C’était tout ce que je pouvais faire !

Aussitôt, l’escalier se mit à craquer et je reconnus le pas de Myrina. Elle ouvrit la porte et pénétra rapidement dans la pièce, les mains levées, comme si elle apportait une grande nouvelle.

— Pierre et Jean ! s’écria-t-elle. Pierre et Jean…

Mais en voyant mon expression elle laissa tomber ses mains. Son visage perdit son éclat et elle me parut laide tout à coup.
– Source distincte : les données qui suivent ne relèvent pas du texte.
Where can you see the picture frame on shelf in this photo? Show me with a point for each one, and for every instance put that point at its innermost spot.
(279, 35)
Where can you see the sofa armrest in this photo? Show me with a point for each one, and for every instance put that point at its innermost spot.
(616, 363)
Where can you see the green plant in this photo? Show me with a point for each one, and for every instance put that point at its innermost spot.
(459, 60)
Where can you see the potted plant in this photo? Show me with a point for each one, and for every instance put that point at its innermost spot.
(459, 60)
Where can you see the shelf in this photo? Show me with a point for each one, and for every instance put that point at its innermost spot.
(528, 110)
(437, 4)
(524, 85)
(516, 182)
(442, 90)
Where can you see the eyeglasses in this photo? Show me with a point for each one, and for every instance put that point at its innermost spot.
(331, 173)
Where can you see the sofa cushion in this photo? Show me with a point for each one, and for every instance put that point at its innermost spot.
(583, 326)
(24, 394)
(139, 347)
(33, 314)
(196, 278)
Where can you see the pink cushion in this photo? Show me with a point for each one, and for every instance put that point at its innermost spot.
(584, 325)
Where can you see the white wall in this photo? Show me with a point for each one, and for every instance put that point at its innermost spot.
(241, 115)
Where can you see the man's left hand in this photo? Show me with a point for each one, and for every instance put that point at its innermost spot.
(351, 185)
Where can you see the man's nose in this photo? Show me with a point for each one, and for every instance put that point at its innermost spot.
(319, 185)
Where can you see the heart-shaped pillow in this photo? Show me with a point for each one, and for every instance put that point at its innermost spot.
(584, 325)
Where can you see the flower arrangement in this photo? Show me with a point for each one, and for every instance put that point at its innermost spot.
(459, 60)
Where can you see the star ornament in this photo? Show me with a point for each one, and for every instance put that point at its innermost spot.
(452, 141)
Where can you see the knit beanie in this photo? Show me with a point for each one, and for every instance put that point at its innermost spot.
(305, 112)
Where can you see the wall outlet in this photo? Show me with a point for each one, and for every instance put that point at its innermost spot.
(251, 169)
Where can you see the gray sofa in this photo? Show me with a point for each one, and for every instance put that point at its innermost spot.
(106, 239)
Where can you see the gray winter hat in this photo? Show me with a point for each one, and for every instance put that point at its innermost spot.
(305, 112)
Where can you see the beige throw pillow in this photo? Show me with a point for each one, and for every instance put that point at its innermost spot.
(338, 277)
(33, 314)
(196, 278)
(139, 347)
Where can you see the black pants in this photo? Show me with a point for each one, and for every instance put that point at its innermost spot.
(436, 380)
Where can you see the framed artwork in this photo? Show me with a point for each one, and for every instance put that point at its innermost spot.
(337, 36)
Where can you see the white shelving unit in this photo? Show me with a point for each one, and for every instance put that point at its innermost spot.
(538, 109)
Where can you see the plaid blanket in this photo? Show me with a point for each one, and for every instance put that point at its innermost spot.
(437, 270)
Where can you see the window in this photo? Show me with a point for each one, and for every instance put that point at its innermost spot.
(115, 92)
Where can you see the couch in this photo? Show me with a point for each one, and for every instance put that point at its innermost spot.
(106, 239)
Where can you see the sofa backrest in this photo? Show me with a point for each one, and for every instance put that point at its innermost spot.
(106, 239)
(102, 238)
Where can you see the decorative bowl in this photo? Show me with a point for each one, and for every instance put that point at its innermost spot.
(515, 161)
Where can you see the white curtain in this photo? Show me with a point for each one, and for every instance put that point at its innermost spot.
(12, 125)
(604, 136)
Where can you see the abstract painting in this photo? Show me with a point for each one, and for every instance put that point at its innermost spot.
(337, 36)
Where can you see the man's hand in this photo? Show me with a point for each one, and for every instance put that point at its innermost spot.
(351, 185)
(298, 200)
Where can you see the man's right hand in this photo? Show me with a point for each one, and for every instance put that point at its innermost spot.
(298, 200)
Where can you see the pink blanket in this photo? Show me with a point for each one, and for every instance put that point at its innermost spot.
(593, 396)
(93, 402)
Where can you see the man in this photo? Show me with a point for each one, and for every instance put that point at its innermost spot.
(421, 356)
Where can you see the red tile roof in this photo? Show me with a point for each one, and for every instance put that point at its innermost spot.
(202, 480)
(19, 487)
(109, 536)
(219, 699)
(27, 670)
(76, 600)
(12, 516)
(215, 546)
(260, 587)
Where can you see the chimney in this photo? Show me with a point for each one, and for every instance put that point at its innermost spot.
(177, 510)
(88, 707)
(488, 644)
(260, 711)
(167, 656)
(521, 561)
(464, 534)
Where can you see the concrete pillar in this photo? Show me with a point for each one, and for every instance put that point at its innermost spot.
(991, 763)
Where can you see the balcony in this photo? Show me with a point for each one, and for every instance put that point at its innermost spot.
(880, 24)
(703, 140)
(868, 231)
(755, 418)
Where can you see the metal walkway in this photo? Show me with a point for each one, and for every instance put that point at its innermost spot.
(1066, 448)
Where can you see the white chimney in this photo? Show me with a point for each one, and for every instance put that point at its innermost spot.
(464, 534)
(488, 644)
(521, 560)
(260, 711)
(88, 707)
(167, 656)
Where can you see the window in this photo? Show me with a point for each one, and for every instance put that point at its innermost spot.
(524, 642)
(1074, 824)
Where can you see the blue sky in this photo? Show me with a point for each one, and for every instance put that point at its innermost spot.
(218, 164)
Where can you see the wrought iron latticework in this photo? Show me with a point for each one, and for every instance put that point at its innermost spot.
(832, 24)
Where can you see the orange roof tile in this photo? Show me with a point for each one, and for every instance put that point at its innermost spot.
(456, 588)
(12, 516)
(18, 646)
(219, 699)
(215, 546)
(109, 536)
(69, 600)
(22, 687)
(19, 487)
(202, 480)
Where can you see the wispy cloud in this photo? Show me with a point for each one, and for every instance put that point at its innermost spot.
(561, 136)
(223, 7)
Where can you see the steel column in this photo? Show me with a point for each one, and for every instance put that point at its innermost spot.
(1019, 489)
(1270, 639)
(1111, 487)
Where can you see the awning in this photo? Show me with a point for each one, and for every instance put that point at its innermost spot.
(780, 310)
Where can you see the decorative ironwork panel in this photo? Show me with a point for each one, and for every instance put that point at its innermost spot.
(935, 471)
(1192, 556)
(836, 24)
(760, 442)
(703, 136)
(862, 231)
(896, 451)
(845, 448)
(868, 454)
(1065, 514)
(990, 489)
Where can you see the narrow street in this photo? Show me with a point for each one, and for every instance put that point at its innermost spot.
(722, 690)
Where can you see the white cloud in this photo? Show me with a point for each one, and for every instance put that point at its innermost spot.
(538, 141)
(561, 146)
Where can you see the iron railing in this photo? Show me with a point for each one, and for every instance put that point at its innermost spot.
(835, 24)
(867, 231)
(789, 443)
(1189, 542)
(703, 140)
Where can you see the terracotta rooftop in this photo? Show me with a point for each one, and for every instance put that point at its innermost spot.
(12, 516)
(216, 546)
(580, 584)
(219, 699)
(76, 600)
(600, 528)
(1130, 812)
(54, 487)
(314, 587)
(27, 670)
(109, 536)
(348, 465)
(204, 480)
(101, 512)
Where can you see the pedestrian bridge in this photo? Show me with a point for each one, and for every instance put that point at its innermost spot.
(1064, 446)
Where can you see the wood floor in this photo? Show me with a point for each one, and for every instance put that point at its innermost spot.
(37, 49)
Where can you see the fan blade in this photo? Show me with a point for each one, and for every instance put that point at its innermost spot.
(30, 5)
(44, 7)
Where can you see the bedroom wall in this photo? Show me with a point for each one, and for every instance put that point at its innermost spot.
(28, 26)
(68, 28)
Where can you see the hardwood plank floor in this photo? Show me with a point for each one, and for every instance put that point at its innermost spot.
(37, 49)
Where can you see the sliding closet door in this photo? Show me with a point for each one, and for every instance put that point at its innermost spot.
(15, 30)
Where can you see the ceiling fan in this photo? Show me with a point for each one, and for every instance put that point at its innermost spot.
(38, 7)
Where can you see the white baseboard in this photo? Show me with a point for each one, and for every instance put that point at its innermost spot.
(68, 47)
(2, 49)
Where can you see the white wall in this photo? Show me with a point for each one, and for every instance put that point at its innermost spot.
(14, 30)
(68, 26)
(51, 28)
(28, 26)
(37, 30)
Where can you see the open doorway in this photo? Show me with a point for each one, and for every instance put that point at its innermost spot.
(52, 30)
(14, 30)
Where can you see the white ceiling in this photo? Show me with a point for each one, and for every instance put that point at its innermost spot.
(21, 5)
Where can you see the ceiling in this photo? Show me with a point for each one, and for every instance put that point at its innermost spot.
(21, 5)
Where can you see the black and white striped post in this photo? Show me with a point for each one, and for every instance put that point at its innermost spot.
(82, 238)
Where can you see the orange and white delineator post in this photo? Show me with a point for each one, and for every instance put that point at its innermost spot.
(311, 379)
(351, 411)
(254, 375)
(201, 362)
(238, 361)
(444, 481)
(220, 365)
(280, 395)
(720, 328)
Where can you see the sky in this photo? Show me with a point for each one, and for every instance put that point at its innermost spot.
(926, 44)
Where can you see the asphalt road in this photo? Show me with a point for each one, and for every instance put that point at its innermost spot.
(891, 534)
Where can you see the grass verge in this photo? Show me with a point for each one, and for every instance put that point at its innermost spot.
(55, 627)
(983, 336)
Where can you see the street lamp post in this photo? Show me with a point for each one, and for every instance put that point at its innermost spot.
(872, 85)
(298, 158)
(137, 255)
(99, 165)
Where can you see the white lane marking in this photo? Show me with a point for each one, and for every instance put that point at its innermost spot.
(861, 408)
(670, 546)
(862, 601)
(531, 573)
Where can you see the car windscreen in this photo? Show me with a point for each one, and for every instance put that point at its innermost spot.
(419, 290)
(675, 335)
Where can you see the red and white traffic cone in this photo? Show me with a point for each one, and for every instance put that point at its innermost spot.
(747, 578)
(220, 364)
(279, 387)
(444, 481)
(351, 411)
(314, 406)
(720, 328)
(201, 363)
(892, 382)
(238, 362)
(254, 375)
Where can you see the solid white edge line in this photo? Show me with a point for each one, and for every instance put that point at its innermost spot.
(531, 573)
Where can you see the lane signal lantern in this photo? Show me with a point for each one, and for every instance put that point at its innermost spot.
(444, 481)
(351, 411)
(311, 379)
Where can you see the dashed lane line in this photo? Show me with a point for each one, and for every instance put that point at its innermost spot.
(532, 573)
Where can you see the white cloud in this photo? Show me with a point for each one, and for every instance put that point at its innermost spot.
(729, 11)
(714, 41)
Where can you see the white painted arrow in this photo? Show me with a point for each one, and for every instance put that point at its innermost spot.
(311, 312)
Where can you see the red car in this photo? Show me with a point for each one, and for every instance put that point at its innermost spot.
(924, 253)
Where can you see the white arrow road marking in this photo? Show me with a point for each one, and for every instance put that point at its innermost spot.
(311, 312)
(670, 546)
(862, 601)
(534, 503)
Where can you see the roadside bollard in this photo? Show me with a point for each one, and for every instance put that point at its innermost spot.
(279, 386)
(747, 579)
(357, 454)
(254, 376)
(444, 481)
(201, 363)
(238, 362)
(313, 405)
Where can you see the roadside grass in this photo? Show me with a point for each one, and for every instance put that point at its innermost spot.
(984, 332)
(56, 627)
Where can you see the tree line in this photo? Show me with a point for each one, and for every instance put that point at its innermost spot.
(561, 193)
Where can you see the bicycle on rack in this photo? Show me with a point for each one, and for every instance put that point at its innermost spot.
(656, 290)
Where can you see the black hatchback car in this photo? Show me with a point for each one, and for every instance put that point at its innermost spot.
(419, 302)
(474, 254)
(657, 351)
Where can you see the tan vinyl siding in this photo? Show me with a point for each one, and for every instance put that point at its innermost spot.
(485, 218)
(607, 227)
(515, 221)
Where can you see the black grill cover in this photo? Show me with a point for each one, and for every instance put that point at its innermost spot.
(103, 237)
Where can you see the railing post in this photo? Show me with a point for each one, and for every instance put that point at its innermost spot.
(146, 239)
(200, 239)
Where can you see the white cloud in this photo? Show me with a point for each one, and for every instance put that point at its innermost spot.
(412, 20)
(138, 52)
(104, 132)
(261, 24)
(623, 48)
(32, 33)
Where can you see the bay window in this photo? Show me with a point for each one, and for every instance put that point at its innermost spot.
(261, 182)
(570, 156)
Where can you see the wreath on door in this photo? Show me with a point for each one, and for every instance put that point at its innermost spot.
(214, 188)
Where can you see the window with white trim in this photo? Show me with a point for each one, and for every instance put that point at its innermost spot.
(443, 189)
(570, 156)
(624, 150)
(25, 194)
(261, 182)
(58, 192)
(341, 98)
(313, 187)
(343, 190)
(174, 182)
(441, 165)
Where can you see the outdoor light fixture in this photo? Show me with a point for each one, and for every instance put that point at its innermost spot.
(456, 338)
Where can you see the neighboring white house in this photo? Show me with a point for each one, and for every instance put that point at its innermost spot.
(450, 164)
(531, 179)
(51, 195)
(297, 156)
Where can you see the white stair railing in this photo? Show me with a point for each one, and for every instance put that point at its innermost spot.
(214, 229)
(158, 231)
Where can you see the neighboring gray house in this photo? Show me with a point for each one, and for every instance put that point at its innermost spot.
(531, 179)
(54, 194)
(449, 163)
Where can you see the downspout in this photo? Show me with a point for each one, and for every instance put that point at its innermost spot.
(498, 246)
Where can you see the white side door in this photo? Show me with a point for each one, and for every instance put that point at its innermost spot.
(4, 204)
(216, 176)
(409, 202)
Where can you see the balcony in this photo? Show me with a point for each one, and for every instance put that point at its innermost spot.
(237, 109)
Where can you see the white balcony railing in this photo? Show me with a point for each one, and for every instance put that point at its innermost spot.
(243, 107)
— Ne me parle plus de ces hommes, dis-je avec colère. Je ne veux rien savoir à leur sujet !

Myrina, surprise, fit un pas vers moi mais n’osa pas me toucher. Je me reculai et m’appuyai contre la cloison pour éviter qu’elle s’approchât davantage de moi.

— Ils viennent de guérir un pauvre impotent de naissance près de la porte corinthienne du temple, balbutia Myrina, mais les paroles s’éteignirent sur ses lèvres et elle leva vers moi un regard désolé.

— Et quoi ? hurlai-je. Je ne doute pas de leur pouvoir ! Mais en quoi cela me regarde-t-il ? J’ai vu assez de miracles, ils ne m’étonnent plus !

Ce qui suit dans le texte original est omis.